The question is how far along are these technologies, are they translational at this point in time or are they still only in the expert labs. So for single cell RNA sequencing it’s been heavily commercialised because it’s being used not just in cancer research but in neurobiology, in development, immunology, pretty much every field. So a number of companies, 10x Genomics, Bio-Rad, a number of companies developed methods to do very high throughput single cell RNA sequencing that are based on papers that came out in 2015 that used droplet-like technologies to encapsulate beads and cells and then be able to profile 10,000 cells in one experiment. So that’s brought the costs down a lot and has also marketised the methods. Now they are widely available and it’s becoming a standard molecular biology tool.

Single cell DNA sequencing has been a little bit harder to develop the methods, it requires multiple steps in chemistry and, unlike RNA where you have lots of molecules that you can amplify, DNA you’re usually dealing with a diploid genome which is two molecules; you don’t have the poly(A) tail which is used for a lot of the chemistries. But single cell DNA sequencing has come a long way, we reported the first method in 2011 and it has been commercialised also very recently, just in the last few months or last year. So it’s very interesting to see as these technologies go from expert labs like our lab into the clinic and into more research labs around the world what types of applications they’ll be used for. So I think it’s a pretty exciting time; we’re going past the initial technology development phases, which have really taken almost ten years or so, into much more stable technologies and now we can think about applying them on large numbers, hundreds of patients and also in a more clinical framework where you have a system that can easily be run by a technician or someone else. So there are some important translational applications, both in looking at circulating tumour cells to do longitudinal monitoring of therapeutic response, also to look at scarce clinical samples such as fine needle aspirations in the breast or core biopsy samples, to do immunoprofiling, microenvironment profiling. And also to guide targeted therapies because you can get very detailed maps of the clonal diversity in the tumour but also the lineage of the tumour cells and you can make decisions about do you want to target a driver mutation that was acquired early and was inherited by all the tumour cells so that you can target everything, or is there a subpopulation that you think is going to be more metastatic and should you only target that population.
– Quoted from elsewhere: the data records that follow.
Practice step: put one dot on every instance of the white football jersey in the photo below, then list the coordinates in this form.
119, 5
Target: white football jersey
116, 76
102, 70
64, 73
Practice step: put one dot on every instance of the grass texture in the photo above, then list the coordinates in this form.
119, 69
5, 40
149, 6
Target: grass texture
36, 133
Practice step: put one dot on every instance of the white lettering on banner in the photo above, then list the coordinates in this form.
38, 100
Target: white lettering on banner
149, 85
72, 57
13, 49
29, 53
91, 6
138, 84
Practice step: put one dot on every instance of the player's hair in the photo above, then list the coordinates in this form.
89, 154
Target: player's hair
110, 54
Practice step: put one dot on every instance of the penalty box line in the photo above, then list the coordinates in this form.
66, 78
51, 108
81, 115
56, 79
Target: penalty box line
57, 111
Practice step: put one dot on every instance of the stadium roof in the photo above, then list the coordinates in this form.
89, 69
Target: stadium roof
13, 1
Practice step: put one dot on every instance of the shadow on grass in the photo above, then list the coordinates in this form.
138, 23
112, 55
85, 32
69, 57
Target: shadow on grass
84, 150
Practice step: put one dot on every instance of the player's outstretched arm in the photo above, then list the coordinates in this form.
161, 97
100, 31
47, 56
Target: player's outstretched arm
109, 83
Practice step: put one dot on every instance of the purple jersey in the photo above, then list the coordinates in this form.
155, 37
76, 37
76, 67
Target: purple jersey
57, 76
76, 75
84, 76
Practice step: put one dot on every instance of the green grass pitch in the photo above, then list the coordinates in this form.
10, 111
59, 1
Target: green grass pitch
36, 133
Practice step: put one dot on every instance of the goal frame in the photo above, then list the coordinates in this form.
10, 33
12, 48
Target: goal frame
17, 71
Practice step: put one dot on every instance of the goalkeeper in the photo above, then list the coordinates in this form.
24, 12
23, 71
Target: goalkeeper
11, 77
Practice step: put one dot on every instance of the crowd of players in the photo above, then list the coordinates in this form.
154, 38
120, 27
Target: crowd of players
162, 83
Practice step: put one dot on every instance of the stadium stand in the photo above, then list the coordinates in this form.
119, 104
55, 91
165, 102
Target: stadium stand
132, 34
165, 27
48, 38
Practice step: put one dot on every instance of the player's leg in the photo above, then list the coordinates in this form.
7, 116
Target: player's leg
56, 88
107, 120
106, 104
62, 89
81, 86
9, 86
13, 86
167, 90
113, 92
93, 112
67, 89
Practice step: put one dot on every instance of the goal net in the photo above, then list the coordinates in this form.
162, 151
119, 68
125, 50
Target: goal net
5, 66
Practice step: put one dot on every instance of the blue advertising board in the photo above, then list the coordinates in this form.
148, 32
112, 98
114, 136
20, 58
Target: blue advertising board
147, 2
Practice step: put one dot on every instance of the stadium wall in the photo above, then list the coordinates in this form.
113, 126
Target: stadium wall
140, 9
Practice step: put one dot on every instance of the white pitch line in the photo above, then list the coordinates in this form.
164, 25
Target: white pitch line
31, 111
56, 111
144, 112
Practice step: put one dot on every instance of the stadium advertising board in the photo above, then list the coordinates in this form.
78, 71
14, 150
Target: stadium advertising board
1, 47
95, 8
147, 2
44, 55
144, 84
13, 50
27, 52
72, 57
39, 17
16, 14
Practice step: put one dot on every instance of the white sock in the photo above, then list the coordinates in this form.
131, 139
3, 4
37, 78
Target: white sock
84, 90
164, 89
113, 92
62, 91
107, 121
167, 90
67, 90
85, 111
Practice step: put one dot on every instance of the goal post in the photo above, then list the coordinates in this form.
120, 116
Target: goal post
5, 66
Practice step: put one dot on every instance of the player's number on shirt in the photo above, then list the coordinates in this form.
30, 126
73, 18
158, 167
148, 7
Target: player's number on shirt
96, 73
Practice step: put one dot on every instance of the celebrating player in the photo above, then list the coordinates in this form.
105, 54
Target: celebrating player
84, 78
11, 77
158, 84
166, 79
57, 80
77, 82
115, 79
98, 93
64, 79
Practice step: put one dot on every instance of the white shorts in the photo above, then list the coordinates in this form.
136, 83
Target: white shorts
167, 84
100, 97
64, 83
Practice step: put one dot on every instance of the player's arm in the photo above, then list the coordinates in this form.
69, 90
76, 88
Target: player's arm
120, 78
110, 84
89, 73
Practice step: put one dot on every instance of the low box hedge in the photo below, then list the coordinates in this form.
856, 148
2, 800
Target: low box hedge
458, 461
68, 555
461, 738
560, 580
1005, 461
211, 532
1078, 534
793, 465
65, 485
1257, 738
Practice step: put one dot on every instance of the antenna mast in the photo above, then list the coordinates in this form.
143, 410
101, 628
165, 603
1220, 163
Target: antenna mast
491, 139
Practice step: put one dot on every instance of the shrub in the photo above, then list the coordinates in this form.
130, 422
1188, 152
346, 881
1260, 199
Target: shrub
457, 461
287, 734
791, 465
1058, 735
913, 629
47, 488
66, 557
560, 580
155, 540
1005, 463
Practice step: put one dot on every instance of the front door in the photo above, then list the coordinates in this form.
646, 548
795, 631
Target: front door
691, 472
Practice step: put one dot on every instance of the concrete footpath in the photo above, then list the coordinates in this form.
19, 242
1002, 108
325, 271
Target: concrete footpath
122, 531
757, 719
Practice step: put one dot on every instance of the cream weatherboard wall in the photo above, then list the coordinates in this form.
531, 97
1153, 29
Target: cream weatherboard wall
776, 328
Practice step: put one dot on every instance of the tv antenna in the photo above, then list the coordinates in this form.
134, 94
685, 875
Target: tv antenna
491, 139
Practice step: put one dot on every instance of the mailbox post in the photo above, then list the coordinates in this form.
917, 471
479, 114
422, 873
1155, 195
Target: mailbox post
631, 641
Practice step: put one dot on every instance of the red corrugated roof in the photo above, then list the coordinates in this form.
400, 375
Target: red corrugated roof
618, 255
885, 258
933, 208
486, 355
So there are a lot of exciting clinical applications and us and other groups are starting to work on projects that use these technologies. Circulating tumour cells are probably the one that’s going to be the most translational first, just because there are good techniques to do enumeration and there are also pretty good techniques for picking out the CTCs. So now we have the techniques to actually do the single cell, genome or transcriptome profiling.

Is there anything you would like to add?

No, I don’t think so. I think it’s an exciting time and these technologies have matured now to the point where we can start looking at large cohorts of patients, using them to analyse samples from clinical trials. It really gives us a lot of information.